Yo no lo hago mucho mejor que ella. Una vez cruzado el puente, los pasajeros se entregan con gusto a la tarea de guiar, entre gritos y aspavientos, a su valiente conductor; éste avanza muy despacio sobre las tablas de madera, que se balancean a su paso. Se oyen inquietantes crujidos, los cables chirrían, el piso de madera se tambalea peligrosamente pero resiste, y, quince minutos después, todo el mundo puede volver a sus asientos. Menos yo. He aprovechado la ocasión para ocupar el sitio que se ha quedado libre en la segunda fila. El autobús se pone en marcha de nuevo, faltan dos patos; el tercero, por desgracia, aparece en mitad del pasillo y, como un tonto, corre a abrazarse a las pantorrillas de su dueña.
Cuando dejamos atrás Dashencun no puedo contener una sonrisa mientras mi antigua vecina recorre el pasillo a gatas, buscando en vano a los dos volátiles, que se han volatilizado.
Se despide de nosotros en Duogong, de pésimo humor, pero motivos no le faltan.

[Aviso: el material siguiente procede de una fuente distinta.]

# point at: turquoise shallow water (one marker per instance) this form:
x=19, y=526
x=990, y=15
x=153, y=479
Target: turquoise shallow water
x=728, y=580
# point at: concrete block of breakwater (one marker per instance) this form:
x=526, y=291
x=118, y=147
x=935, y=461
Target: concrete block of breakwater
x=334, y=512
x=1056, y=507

Shabacun, Tianquan, una sucesión de ciudades y pueblos jalona el viaje; seguimos el curso de un río, el autocar continúa subiendo hasta alturas vertiginosas. No creo haberme curado del todo pues siento continuos escalofríos. Acunado por el ronroneo del motor, consigo a ratos conciliar el sueño hasta que una sacudida me saca de mi sopor.
A nuestra izquierda, el glaciar de Hailuogou roza las nubes. Nos acercamos al famoso puerto de Zheduo, punto culminante del trayecto. A cerca de 4.300 metros, siento que me late la sangre en las sienes, y me vuelve la migraña. Me pongo a pensar en Atacama. ¿Qué habrá sido de mi amigo Erwan? Hace tanto tiempo que no sé de él. Si no hubiera tenido ese desmayo en Chile hace unos meses, si no hubiera desobedecido las consignas de seguridad que nos habían impuesto, si hubiera hecho caso a Erwan, no estaría ahora aquí y Keira no habría desaparecido en las turbias aguas del río Amarillo.

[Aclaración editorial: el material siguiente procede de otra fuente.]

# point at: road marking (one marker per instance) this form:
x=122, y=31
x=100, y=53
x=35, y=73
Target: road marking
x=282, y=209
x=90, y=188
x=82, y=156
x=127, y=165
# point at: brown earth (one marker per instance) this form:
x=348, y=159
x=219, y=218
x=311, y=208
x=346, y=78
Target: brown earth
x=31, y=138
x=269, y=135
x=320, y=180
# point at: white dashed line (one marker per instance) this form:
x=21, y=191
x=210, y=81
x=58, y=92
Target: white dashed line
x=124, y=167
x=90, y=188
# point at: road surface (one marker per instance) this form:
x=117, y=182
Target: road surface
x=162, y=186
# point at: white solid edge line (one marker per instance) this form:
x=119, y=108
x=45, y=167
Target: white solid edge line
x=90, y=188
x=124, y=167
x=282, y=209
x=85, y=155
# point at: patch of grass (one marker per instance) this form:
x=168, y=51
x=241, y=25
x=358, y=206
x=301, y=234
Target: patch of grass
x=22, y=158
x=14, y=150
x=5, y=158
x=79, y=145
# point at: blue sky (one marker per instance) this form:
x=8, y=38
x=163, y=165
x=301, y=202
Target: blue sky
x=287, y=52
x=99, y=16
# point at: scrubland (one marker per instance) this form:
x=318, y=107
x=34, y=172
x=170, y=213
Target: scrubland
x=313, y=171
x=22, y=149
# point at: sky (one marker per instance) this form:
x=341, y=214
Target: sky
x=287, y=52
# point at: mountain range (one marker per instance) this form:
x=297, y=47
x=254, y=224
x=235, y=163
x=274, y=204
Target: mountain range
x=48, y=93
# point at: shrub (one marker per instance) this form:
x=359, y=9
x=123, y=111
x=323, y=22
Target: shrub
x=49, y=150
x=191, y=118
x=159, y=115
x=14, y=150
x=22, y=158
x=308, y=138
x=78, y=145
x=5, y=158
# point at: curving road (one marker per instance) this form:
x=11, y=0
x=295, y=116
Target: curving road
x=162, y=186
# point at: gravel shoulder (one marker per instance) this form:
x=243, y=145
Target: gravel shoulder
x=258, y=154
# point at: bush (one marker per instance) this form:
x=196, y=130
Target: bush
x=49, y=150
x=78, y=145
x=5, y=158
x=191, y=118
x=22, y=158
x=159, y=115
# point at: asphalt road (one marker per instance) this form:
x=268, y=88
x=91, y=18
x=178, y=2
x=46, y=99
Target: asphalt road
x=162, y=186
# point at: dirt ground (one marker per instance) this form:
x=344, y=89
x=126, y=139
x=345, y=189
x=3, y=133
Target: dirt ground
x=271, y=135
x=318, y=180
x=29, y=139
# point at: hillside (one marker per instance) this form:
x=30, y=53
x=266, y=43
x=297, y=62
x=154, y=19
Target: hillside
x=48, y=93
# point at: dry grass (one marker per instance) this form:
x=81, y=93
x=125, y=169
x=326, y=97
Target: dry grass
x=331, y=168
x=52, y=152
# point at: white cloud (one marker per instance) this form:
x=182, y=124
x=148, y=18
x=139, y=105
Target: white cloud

Recuerdo que, para consolarme, mi madre me dijo en Hydra: «Perder a alguien que uno ha amado es terrible, pero peor sería no haberlo conocido.» Ella pensaba entonces en mi padre, pero la cosa adquiere un sentido muy distinto cuando uno se siente responsable de la muerte de la persona a quien ama.
El lago de Moguecuo refleja en el espejo de sus aguas serenas las cumbres nevadas. Hemos recuperado algo de velocidad al adentrarnos en el valle de Xinduquiao. Al contrario que en el desierto de Atacama, aquí todo es vegetación exuberante. Rebaños de yaks pastan entre la frondosa hierba. Los olmos y los abedules se alternan en esta vasta llanura encajonada en medio de las montañas. Hemos descendido por debajo de los cuatro mil metros, y la migraña me da un poco de tregua. Y, de pronto, el autocar se detiene. El conductor se vuelve hacia mí, es mi parada. Aparte de la carretera, no veo más que un camino pedregoso que lleva al monte Gongga Shan. El conductor agita los brazos y masculla unas palabras; deduzco que me pide que continúe con mis reflexiones al otro lado de la puerta de fuelle que acaba de abrir, dejando entrar una corriente de aire gélido.